When evening had come, and since it was the day of Preparation, that is, the day before the sabbath, Joseph of Arimathea, a respected member of the council, who was also himself waiting expectantly for the kingdom of God, went boldly to Pilate and asked for the body of Jesus. Then Pilate wondered if he were already dead; and summoning the centurion, he asked him whether he had been dead for some time. When he learned from the centurion that he was dead, he granted the body to Joseph. Then Joseph bought a linen cloth, and taking down the body, wrapped it in the linen cloth, and laid it in a tomb that had been hewn out of the rock. He then rolled a stone against the door of the tomb. Mary Magdalene and Mary the mother of Joses saw where the body was laid.

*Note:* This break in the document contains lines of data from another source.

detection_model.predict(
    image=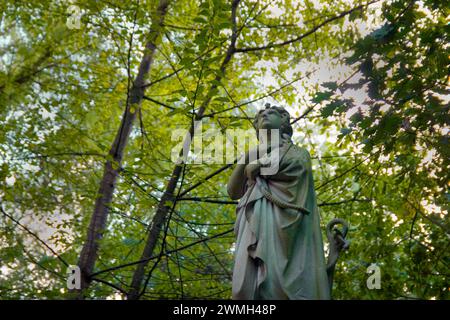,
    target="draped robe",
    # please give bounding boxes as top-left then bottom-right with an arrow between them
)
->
232,143 -> 330,300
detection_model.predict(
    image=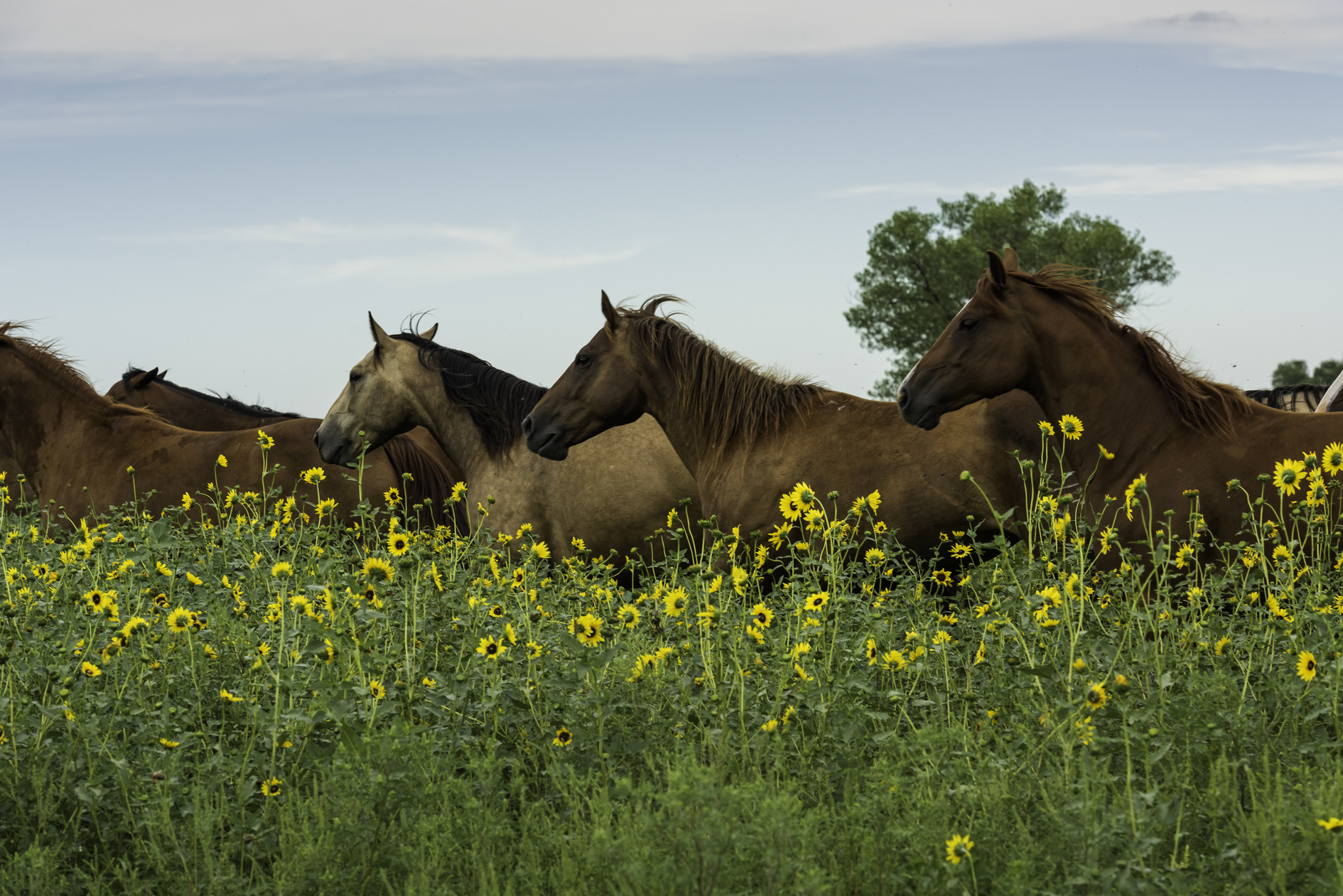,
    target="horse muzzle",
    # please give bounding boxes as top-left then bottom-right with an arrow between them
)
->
522,415 -> 569,460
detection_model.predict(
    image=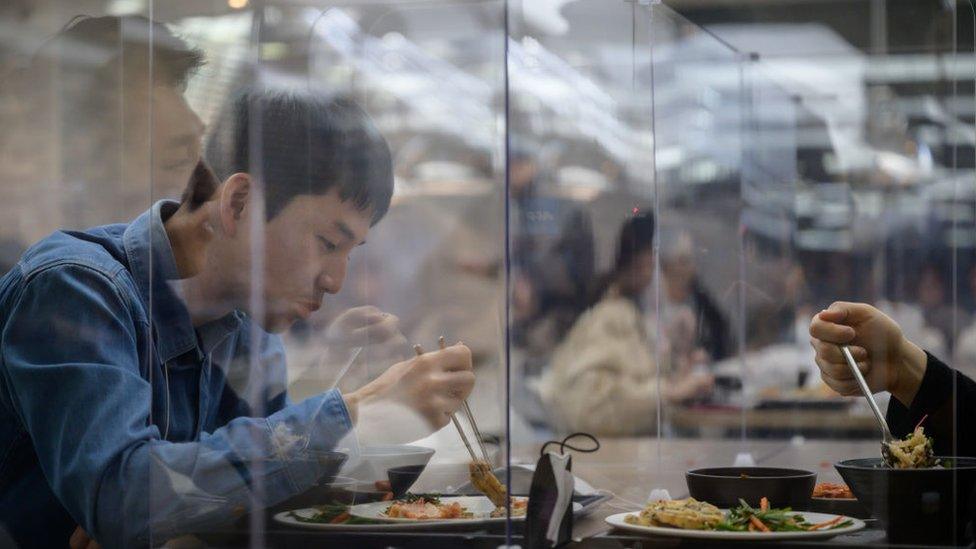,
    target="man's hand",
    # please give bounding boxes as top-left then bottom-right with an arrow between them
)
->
68,526 -> 102,549
322,306 -> 410,366
343,343 -> 474,440
325,305 -> 410,349
810,301 -> 926,406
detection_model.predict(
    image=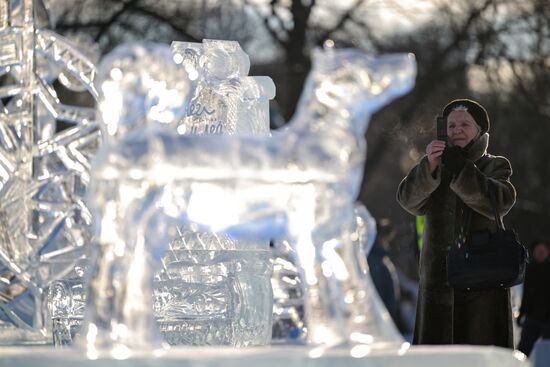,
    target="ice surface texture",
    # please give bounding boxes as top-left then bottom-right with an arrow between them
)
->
0,0 -> 99,343
82,41 -> 416,357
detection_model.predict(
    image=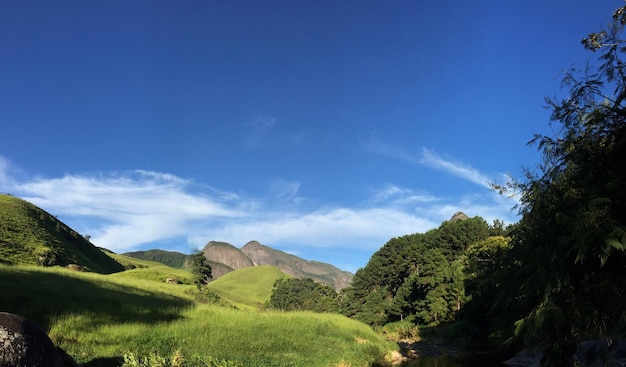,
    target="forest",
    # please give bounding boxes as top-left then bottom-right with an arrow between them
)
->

Meditation on Mary standing at the cross

I’m the other Mary, not Jesus’ mother Mary, but her good friend and I’ve been here in Jerusalem with her and Salome, James and John’s mother in this most terrible week. I feel hollowed out after what I have seen today, for so many reasons. Jesus, the one whom we thought had come to save us all, the one who we know came from God, was brutally crucified today outside the city on the rubbish dump. The smell was unbearable, rotting food, sweat, blood, animal dung, the flies were all around and the sun was relentless, not a cloud in the sky to give us any welcome shade. What was perhaps more unbearable for us was that the men left us, they couldn’t stay to watch Jesus die, to watch all their hopes and dreams die, so they fled, probably back to the secret room we cooked the Passover in. So it was just me and those of us women who loved Jesus so much that stayed. We couldn’t leave him, we couldn’t leave him all alone as he died that terrible death. We cried and moaned as we saw him tortured by those Romans and clung to each other as we stood a little way off. We prayed but it felt like praying to a brick wall. It was so desolate. Even after noon the sun suddenly grew dark, it went cold, as if a light had just been extinguished.

My heart broke to see it, and broke to be there with Mary his mother at that moment. I will stay here for as long as I’m needed, Mary needs me now, I will try and be strong for her. I’ve brought the spices and together with Salome we will lovingly lay out Jesus’ body. He cared so much for us in life, this is a small thing we can do for him in death.